Leo Baeck was the first school to join UJA Federation Toronto’s shinshinim (emissary) program, which began in 2007. Partly funded by the Jewish Agency for Israel, the program sends young Israelis to interact with Canadian students and staff. Last year the school hosted Idan Aharon and Roni Alkalay for three days a week. According to the Canadian Jewish News, “one of the ways Leo Baeck and the Young Emissary Program ensure that students understand the realities of Israel is by re-introducing the previous year’s shinshinim to students by way of live video chat from their Israel Defence Forces barracks dressed in their military uniforms.”
The school promotes the Israeli military in other ways. Last year’s Grade 8 class organized a school-wide fundraiser to support Beit Halochem Canada/Aid to Disabled Veterans of Israel and a choir “paid tribute to Israel’s fallen heroes.”
In another crude form of anti-Palestinianism, Leo Baeck works with the explicitly racist Jewish National Fund, which excludes the 20-25% of non-Jewish Israelis from its vast landholdings mostly stolen from Palestinians in 1948. Some “students took virtual walk across Israel in school thanks to JNF map and guidance”, noted a 2015 tweet. But, the JNF map shown to the nine and ten-year-olds encompasses the illegally occupied West Bank and Gaza, effectively denying Palestinians the right to a state on even 22 percent of their historic homeland.
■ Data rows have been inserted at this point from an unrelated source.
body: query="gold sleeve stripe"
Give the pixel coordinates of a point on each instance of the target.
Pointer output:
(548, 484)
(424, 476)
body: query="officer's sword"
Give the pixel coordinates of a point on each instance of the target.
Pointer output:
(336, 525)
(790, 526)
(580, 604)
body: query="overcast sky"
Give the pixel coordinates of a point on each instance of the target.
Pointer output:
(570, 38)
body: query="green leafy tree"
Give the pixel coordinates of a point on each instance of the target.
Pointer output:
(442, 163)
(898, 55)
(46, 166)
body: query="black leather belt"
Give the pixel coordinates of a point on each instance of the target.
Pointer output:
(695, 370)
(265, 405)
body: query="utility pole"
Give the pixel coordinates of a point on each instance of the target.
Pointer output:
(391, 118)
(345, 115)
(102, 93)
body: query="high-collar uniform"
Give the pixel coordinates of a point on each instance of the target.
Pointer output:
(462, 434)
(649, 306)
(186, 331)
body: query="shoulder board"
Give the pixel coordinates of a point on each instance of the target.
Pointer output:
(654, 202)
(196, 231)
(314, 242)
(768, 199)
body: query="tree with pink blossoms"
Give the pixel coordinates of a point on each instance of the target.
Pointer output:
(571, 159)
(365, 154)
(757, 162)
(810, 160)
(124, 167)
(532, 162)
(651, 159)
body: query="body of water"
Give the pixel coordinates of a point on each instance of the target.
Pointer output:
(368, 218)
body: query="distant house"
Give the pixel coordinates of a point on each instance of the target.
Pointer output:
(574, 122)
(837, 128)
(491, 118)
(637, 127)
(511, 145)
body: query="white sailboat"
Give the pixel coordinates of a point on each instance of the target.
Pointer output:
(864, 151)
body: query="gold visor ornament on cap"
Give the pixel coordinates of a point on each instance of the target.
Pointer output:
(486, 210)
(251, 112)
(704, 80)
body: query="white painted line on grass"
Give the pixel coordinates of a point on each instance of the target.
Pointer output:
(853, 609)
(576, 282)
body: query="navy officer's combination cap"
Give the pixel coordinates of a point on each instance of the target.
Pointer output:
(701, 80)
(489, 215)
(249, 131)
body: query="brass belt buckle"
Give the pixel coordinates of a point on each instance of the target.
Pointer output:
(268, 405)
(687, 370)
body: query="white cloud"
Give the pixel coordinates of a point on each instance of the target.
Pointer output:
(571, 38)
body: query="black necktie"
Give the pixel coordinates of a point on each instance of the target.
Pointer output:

In all likelihood, Leo Baeck works with JNF Canada’s Education Department, which has produced puzzles and board games to convince young minds of its colonialist worldview, and organizes celebrations of JNF day at Jewish schools.
While B’nai Brith, FSWC and CIJA’s statements on the graffiti present the school as sacrosanct, apolitical, terrain, they didn’t object when a politician used it as a backdrop to express his anti-Palestinian bonafides. During a 2012 tour of Leo Baeck then Liberal Liberal party leadership contender Justin Trudeau criticized Iran, celebrated Israel and distanced himself from his brother Alexandre’s support for Palestinians.
Over the past year the Canadian Jewish News has published at least three stories about the growing attention devoted to Israel education at Jewish schools. A 2017 cover story titled “What to teach Jewish students about Israel?” detailed the growing importance given to classes on Israel at Jewish day schools. While students have long been “taught from a young age to see Israel as the land of milk and honey”, in recent years Jewish day schools have ramped up their indoctrination in reaction to “anti-Israel student groups on campuses throughout North America.”
When a school engages in partisan political activity in support of a foreign country, when it supports racism and intolerance against an oppressed people, when it indoctrinates children in these views, surely it cannot be surprised that some would be upset, and might illustrate their displeasure.
One can debate the merits of writing political graffiti on school grounds, but what news reports described was certainly not anti-Semitic.